上世纪60年代中后期, 美国的黑人民权运动风起云涌。 民权运动使得美国政府废除了种族隔离和歧视政策,并赋予黑人以选举权。尽管黑白种族间的关系依旧紧张,黑人的社会政治地位还是有了一定的改善。

华裔少年康寒从小生活在一个以白人为主要居民的社区。寒一直困惑于自己的身份认同,遗传的黄种人肤色以及接受的白种人文化使得他游移于黑白两大族群之间,不知道自己的群体归属。

1968年的7月4日这一天, 是美国的国庆节又是他黑人同学去世的一周年忌日。寒知道黑人同学的真正死因而又无法勇敢说出,他逡巡于黑白同学的家庭间。 于是在这一天, 欢乐,悲伤,愤怒和宣泄的情绪梯次向寒袭来…….

申请人介绍: Daisy Zhou (周茵茵) 是成长于上海和美国宾州现居住于纽约的电影工作者。 2014年5月毕业于纽约大学的Tisch艺术学院。 尽管她认为自己的主业是摄影师, 喜欢写作的她也乐于导演能深深打动她的剧本。 她自编自导的首部微电影“100米”在参加New Visions New Voices的65个影视作品中脱颕而出,获得总分第三,同时还赢得了编剧和制作奖。

“如何成为黑豹”是她正在编写的第二个微电影。 根据剧本质量和以往的成就, 她被Tisch艺术学院推荐为George Heinemann制作经费的申请者,并已进入最后一轮筛选。

Daisy 希望能得到大家的资助来更好地完成这部反映在美年轻华裔缺乏文化和族群归属感的微电影。整个摄制组将有20人, 并在宾州的Bucks郡拍摄一星期。 剧组成员都是由热爱艺术的Tisch学生和志愿者组成, 每人不取报酬。 筹集的经费将主要用于:租用设备,购买食物,添置服装道具,布置场景等。

Kickstarter是一个专门为年轻的艺术和科技创业者提供展示项目和吁请赞助的网络平台,仅中国地区用此平台成功筹集资金的申请者就达184人。

资助者需要建立Kickstarter和Amazon 户头并拥有信用卡, 这对中国的朋友不是很方便。赞助者可以把人民币打入Daisy父亲周天伦的工商银行账户:622208 1001 001135437, 由他换成美元汇入Kickstarter的账号。

另:黑豹党是美国60年代末的一个激进黑人组织。与Martin Luther King的非暴力不合作主张相反, 这一组织宣扬以暴力自卫手段来捍卫公民权益, 在年轻人中很有号召力。 有兴趣者可以观看以下链接所附的短片 (有中英文字幕):

http://v.163.com/movie/2007/4/D/T/M704DL00G_M704FG4DT.html 关于Tisch艺术学院, 大家可看百度的介绍: http://www.baidu.com/#wd=Tisch%20School&rsv_bp=0&tn=baidu&rsv_spt=3&ie=utf-8&rsv_sug3=7&rsv_sug4=871&rsv_sug1=1&rsv_sug2=0&inputT=2222

Youtube Link to 100 Meters: http://youtu.be/FKOR6BgNHJw

Risks and challenges

The nature of this project requires a hefty workload and budget. While we have the crew and cast available due to their generosity, we do have to account for other logistical aspects of this film.

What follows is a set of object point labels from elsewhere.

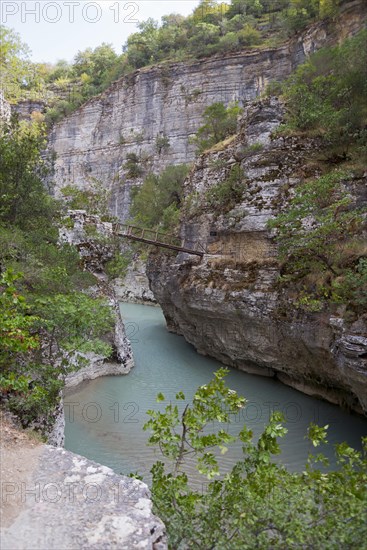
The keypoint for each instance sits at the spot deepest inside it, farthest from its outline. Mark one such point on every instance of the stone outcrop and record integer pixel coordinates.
(169, 100)
(228, 304)
(95, 252)
(134, 287)
(70, 502)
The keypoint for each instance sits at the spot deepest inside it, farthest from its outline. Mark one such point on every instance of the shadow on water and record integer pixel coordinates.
(104, 417)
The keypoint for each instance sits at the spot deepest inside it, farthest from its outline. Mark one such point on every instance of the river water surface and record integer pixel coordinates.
(105, 417)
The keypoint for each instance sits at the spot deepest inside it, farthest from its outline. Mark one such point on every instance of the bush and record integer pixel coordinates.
(258, 503)
(314, 235)
(219, 123)
(223, 196)
(156, 203)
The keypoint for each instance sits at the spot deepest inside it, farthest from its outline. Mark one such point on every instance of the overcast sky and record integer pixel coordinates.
(57, 29)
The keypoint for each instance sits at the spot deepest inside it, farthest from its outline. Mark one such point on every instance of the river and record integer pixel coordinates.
(104, 417)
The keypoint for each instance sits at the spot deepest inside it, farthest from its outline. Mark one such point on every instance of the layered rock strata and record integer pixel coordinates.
(228, 304)
(169, 100)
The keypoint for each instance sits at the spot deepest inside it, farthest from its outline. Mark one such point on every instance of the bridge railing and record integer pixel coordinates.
(159, 237)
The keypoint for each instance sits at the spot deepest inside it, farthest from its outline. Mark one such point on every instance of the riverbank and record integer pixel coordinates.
(52, 499)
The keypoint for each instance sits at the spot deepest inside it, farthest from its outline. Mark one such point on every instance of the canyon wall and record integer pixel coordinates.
(228, 304)
(169, 100)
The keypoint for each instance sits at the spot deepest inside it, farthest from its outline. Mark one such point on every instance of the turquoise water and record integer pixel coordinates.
(104, 417)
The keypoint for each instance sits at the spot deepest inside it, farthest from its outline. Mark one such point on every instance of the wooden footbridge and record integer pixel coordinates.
(157, 238)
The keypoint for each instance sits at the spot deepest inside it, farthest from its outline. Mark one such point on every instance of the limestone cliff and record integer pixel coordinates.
(94, 253)
(227, 304)
(168, 100)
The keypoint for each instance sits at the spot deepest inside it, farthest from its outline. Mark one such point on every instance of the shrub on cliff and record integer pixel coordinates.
(327, 94)
(45, 314)
(219, 122)
(157, 202)
(321, 248)
(258, 503)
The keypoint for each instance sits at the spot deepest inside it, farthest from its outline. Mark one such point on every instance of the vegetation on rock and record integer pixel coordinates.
(219, 123)
(321, 233)
(213, 27)
(46, 314)
(156, 204)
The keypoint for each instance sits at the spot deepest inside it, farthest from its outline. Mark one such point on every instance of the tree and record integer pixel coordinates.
(14, 63)
(258, 503)
(16, 322)
(316, 235)
(156, 202)
(219, 123)
(24, 198)
(327, 93)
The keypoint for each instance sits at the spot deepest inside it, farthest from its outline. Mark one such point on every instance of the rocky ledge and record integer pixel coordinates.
(70, 502)
(228, 304)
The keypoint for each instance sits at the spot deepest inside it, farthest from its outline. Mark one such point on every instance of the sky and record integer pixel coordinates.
(58, 29)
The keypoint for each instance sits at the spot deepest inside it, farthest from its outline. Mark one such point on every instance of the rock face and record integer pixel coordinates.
(94, 254)
(169, 100)
(72, 502)
(227, 304)
(134, 287)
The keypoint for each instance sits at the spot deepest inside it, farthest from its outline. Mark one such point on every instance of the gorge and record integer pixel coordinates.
(227, 306)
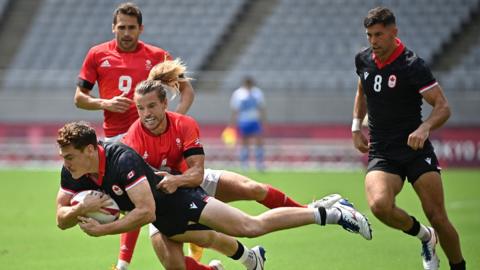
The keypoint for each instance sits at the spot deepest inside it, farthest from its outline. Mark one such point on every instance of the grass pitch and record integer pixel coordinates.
(29, 238)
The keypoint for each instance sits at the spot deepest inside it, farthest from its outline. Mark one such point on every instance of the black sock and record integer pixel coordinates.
(458, 266)
(415, 227)
(323, 215)
(239, 252)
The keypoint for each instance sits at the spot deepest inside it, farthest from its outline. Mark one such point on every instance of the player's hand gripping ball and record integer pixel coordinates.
(107, 214)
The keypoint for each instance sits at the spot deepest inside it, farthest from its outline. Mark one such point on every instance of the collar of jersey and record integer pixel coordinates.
(146, 130)
(398, 51)
(101, 164)
(139, 47)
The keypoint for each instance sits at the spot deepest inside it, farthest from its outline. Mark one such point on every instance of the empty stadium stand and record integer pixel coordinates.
(62, 32)
(310, 45)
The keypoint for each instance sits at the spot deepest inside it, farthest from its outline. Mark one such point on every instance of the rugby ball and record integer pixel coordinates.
(112, 209)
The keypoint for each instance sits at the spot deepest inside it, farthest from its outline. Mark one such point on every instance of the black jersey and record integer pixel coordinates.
(393, 93)
(120, 168)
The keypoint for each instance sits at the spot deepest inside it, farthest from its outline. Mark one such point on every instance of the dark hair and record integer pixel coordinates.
(129, 9)
(248, 81)
(78, 134)
(378, 15)
(149, 86)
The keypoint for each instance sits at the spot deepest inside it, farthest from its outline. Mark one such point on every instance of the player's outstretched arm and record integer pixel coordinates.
(439, 115)
(143, 213)
(192, 177)
(84, 100)
(187, 95)
(67, 215)
(359, 111)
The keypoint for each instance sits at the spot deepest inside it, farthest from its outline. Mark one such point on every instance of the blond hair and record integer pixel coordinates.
(170, 73)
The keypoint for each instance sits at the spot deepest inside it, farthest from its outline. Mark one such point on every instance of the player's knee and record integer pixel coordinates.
(207, 240)
(381, 208)
(250, 228)
(437, 218)
(256, 190)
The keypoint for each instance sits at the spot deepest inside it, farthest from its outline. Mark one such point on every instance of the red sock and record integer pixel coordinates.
(276, 198)
(127, 245)
(191, 264)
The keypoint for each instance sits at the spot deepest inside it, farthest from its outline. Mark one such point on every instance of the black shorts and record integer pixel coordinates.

We seek to make this a 20 minute period piece. This consequently requires a heftier budget.

• Production Design and Wardrobe

As a period piece, it would take an incredible amount of effort to pursue the look of the late 60s in America. It is a decade that is extremely vital to the film, and thus it's important to achieve the look of the decade through the props and costumes.

• Cinematography

Although we are going for a natural look, it still takes a degree of craftsmanship and manipulation to achieve it. This requires rentals for Grip and Electric equipment, as well as items that enhance the look of the image such as lenses, filters, and type of camera.

• Food

We have a crew of 15 individuals and a cast of over 20 individuals who are offering their talents for free out of the kindness and generosity of their hearts. We need to FEED them properly!

• Transportation

With most of our crew and major cast from NYC, it takes resources to afford trips to and from NYC to Pennsylvania. Transportation for our equipment will be provided by Budget.

• Locations

We have a total of 4 locations in this script- and not all of them come for free. Thankfully we will be shooting in close locations between towns in Bucks County.

• Hair & Makeup

To achieve the look of the late 60s, we need the hair and makeup to match. Make-up in part plays a huge character in the film as it pertains to adding depth to each character.

• Special Effects/Safety

Hopefully this doesn't spoil much- but there will be a scene with fire works. We need to purchase the right kind, and provide safety and precautions to make sure everyone is safe during production.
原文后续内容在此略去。